The research used data for 3 month period and it demonstrated that indeed, it is possible to use data to predict Premier League outcomes. When the twitter data were combined with team data, the performance of the model beat the odds benchmark.
I have been asked various questions about this article. Here I am outlining some important points that I have been asked repeatedly. In the meantime, if you want to learn how to predict sports outcomes make sure to check out my courses.
1. Why Premier League?
There are three reasons Premier League was chosen among other leagues. First, there are lots games taking place in the season. Secondly, Premier League, along with La Liga and Bundesliga, is one of the most popular leagues in the world. So, there is lots of discussion about Premier League on Twitter.
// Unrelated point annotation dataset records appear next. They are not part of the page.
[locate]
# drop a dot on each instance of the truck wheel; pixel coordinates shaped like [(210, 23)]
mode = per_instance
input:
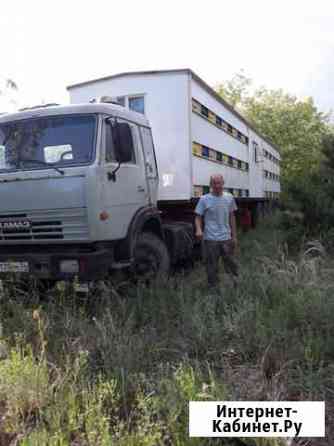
[(151, 256)]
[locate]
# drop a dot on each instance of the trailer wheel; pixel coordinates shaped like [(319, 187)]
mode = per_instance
[(151, 256)]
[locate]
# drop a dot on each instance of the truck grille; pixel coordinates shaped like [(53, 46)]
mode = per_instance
[(44, 225)]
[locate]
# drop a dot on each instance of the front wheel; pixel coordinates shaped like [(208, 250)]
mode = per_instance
[(151, 257)]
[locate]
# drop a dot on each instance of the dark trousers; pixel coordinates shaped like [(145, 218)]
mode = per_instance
[(213, 251)]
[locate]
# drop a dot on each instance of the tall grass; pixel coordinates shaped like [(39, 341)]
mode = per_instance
[(119, 366)]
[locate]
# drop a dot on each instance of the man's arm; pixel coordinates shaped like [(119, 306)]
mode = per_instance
[(199, 227), (233, 226)]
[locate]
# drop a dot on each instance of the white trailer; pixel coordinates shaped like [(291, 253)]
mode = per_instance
[(196, 133), (85, 189)]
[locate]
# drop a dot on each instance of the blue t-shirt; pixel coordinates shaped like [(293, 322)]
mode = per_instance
[(216, 212)]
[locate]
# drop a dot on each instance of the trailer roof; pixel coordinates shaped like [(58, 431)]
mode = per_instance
[(207, 87)]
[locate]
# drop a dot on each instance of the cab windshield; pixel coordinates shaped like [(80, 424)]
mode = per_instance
[(40, 143)]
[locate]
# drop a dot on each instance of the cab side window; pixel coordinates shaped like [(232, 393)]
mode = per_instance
[(110, 148), (110, 152)]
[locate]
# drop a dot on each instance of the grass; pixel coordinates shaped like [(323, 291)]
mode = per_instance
[(119, 366)]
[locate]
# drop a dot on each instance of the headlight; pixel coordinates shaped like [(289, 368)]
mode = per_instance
[(69, 266)]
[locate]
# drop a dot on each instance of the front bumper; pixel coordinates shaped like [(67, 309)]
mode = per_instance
[(92, 265)]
Finally, the vast majority of tweets about the Premier League are in English, so it was easier to analyse them.
2. What kind of information exists on Twitter that could be used for predicting outcomes?
The initial concept is that the following pieces of information might exist in twitter
a) Predictions about the score on behalf of the fans
b) Overall sentiment to how the team is doing
c) Information that can’t be retrieved directly from statistics, such as injuries.
This is still unclear, since we did not have the time in the original study to look into these questions. I would be willing to research it further, so if anyone is interested, drop me an e-mail.
3. What would be the benefits and the drawbacks of using Twitter for predictions?
There are two clear benefits. First, there might information (as described previously) which might not be accessibly otherwise (e.g. sentiment). Secondly, there might information which might be accessible (e.g. injured players) but might be time consuming to collect.
Regarding drawbacks, the main two drawbacks are the increase in the number of variables and the increase in the time required for processing, since analysing text and sentiment requires lots of feature engineering and experimentation.